Es común entre los hombres andar buscando culpables, casi siempre responsables de todos los males que sufrimos. Y si bien es cierto que muchos seres humanos causan dolor a sus semejantes, consciente o inconscientemente, la mayor parte de las veces cuando se trata de dolor emocional, ese dolor invisible nos lo causamos nosotros mismos.
María Elena lo sabía bien; conocía el dolor psíquico que tantas veces se instalaba en su cabeza, se acomodaba en su cerebro, se desparramaba en su corazón.
Era un dolor desafiante, descarado, incontrolado. Un dolor maleducado que nunca pedía permiso. Un dolor inoportuno, que aparecía sin previo aviso, casi siempre después de una fuerte descarga emocional.
María Elena no tenía defensas ante ese dolor paralizante que se apropiaba de su voluntad y la hacia entrar en una espiral de desesperación.
Y si, había hecho muchos cursos, infinidad de terapias, métodos de control mental, respiraciones conscientes, asanas de yoga, viajes iniciáticos. María Elena había hecho de todo y se sentía invulnerable. Pero de vez en cuando su viejo amigo, el maleducado y entrometido dolor psíquico hacía de nuevo su aparición para demostrarle una vez más que él era el dueño de su mente y por lo tanto de su vida.
Hasta que un buen día, María Elena se hartó de tener que lidiar con un visitante tan perverso, tan oscuro, tan invasivo, tan paralizante. Llegó un día en que María Elena plantó cara a su propia oscuridad y la abrazó como nunca nadie la había abrazado.
La acunó como a un bebé, la acarició como a un amante, le cantó nanas y le dijo palabras gentiles, la reconoció como suya y dejó de alimentar su mala energía.
María Elena bañó su oscuridad con colores rosados, dorados, morados y la desarmó. El egregor que ella misma creaba se desmoronó ante tanta ternura y se rindió al amor que un día también albergó en su corazón pero que había olvidado que existiera.

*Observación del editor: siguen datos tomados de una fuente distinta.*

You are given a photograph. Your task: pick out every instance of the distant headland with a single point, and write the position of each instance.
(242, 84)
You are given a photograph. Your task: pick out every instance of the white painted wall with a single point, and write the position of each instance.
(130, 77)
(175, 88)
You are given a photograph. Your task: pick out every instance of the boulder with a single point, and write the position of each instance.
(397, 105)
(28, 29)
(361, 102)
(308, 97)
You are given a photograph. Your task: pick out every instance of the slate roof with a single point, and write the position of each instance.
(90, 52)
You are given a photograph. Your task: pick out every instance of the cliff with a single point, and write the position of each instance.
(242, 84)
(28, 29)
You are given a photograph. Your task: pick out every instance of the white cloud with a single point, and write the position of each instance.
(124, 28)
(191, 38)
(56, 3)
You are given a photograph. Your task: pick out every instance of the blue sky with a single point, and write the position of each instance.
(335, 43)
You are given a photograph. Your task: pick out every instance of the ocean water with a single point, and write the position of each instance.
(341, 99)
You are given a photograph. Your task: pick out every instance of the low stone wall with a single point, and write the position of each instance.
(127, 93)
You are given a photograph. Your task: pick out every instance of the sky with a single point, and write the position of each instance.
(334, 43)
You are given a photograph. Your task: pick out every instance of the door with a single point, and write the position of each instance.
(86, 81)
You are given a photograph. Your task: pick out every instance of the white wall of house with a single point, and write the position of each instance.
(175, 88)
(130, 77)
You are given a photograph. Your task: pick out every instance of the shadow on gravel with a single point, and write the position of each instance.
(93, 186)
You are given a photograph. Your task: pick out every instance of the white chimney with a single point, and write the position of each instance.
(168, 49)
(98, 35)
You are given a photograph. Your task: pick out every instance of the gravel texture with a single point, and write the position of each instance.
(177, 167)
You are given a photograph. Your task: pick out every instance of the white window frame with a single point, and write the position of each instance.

El dolor fue bajando de intensidad y empezó a jugar y a descubrir al niño que un día fue.
Y el dolor se convirtió en amor, en risa, en canciones, en bailes, en juegos, en mañanas soleadas y en noches de luna llena.
El dolor se fundió en un abrazo con María Elena y le dió las gracias por liberarlo de tanto sufrimiento.
Y desde entonces, cuando María Elena empieza a sentirse triste o enojada o rabiosa o simplemente cansada, coge del brazo a su dolor y salen a bailar con el sol.